Advertisements, ubiquitous on the Web, are 182 as times likely to deliver malicious content than smut sites, the report added. In fact, malicious advertising, or malvertising, played a more significant role in Web malware in 2012 than in 2011, Cisco said.
"[W]eb malware encounters most frequently occur via normal browsing of legitimate websites that may have been compromised or are unwittingly serving malicious advertising," the report said. "Malicious advertising can impact any website, regardless of the site's origin."
What makes malvertising particularly pernicious is that it can push malware to the visitor of a web page without any interaction with the ad itself.
Malvertising typically does that by exploiting known browser vulnerabilities. "If a user visits a site with malicious advertising on it, it can force malware through the recent Java vulnerability to the desktop without the user knowing," George Tubin, a senior security strategist, with Trusteer, a Boston-based endpoint security company, said in an interview. Oracle recently patched zero-day flaws in Java.
Because malvertising usually targets known vulnerabilities, an enterprise can do much to protect its users by ensuring their software is up-to-date, said Chris Larsen, a senior malware researcher with security company Blue Coat, of Sunnyvale, Calif. Key software programs that should be kept current are the operating system, the browser, Java, Adobe Flash and Adobe Acrobat Reader.
"If those are patched against known attacks, most of the time malvertising will not get you," Larsen said.

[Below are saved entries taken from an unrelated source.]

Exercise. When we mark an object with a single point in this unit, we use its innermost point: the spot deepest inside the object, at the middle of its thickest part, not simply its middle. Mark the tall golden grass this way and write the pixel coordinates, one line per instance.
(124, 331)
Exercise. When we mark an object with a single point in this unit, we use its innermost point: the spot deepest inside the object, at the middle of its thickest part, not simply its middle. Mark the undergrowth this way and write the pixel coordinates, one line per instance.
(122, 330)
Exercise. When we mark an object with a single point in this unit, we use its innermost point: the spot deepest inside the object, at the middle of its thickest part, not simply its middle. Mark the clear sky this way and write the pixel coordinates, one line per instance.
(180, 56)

In addition to keeping programs updated, security on the desktop and at the Internet connection point is important, he said. Larsen recommended an antivirus program that recognizes exploit activity and can identify the signatures of bad apps, along with a malware-aware Web filter at an organization's gateway.
The Cisco report noted that one of the biggest challenges to any organization is dealing with an "any-to-any" world. "The crux of the any-to-any issue is this: We're quickly reaching the point where it is increasingly less likely that a user is going to access a business through an enterprise network," Chris Young, senior vice president of the security and government group at Cisco, said in the report.

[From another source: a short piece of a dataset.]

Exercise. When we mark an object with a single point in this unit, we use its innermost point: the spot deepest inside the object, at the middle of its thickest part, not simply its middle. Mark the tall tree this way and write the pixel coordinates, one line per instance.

While that development isn't unexpected, companies may remain unprepared for it from a security perspective. The issue has significant consequences for security professionals, especially in light of the Bring-Your-Own-Device revolution. "With the rapid adoption of BYOD," the report said, "the reality of multiple devices per user and growth of cloud-based services, the era of managing security capabilities on each endpoint is over."